Mexican Lawmakers Attack Arizona's Interception of Money Transfers from Migrants
email this pageprint this pageemail usAssociated Press


"Mexico is a partner in the fight against drug trafficking, money laundering and people smuggling, but the battle against organized crime should not target thousands of poor people."
Mexico Mexican lawmakers on Tuesday passed a resolution denouncing Arizona's plan to intercept money transfers to Mexico, a measure they said could harm hundreds of families who depend on remittances.

The resolution, approved by the lower house of Congress, also urges President Vicente Fox's government to closely watch the money seizures and insure the rights of migrants are not being violated.

In September, a U.S. judge gave the Arizona Attorney General's office permission to intercept funds wired through Western Union from 29 U.S. states, including Arizona, to the Mexican state of Sonora. The move was an expansion of a five-year old program to intercept money transferred to drug and migrant smugglers in the Phoenix metropolitan area. The program was extended after criminals allegedly rerouted the transfers to Sonora, on the Arizona border.

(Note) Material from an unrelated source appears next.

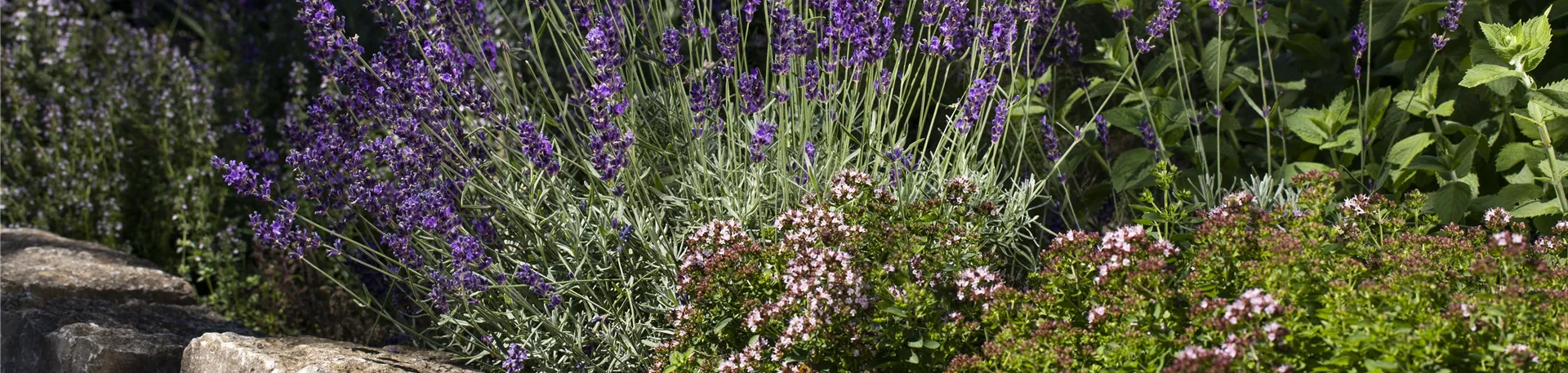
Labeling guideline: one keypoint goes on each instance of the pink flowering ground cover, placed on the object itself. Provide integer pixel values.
(862, 282)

A U.S. migrant-rights group and Western Union, however, filed lawsuits to fight aspects of the program causing an Arizona state judge to temporarily halt the interceptions to Sonora pending a hearing.

The Sonora-Arizona corridor is the busiest crossing point for undocumented migrants crossing the U.S.-Mexico border. Illegal migrants do not typically carry large amounts of cash, preferring to have friends and relatives send money to smugglers for payment once crossings are made.

Congressman Gerardo Aranda, of Fox's National Action Party, said Mexico is a partner in the fight against drug trafficking, money laundering and people smuggling but added that the battle against organized crime should not target thousands of poor people.

"It's worrisome how this fight is affecting thousands of innocent people who need the money sent by their relatives in the United States," Aranda said.

Last year, Mexican migrants sent home more than $20 billion (€16 billion) in remittances, the country's second leading source of foreign income after oil. In the first eight months of 2006, remittances rose by nearly 20 percent over the same period last year, according to figures released by the Mexican Central Bank earlier this month.

Congressman Jose Ramirez, of the Institutional Revolutionary Party, or PRI, said migrants are already getting charged commissions of up to 25 percent of the money transferred and seizing their funds is another example of how migrants are increasingly being treated like criminals.

"They suffer from financial exploitation and now from fiscal persecution," Ramirez said. "We can't allow this under any circumstances."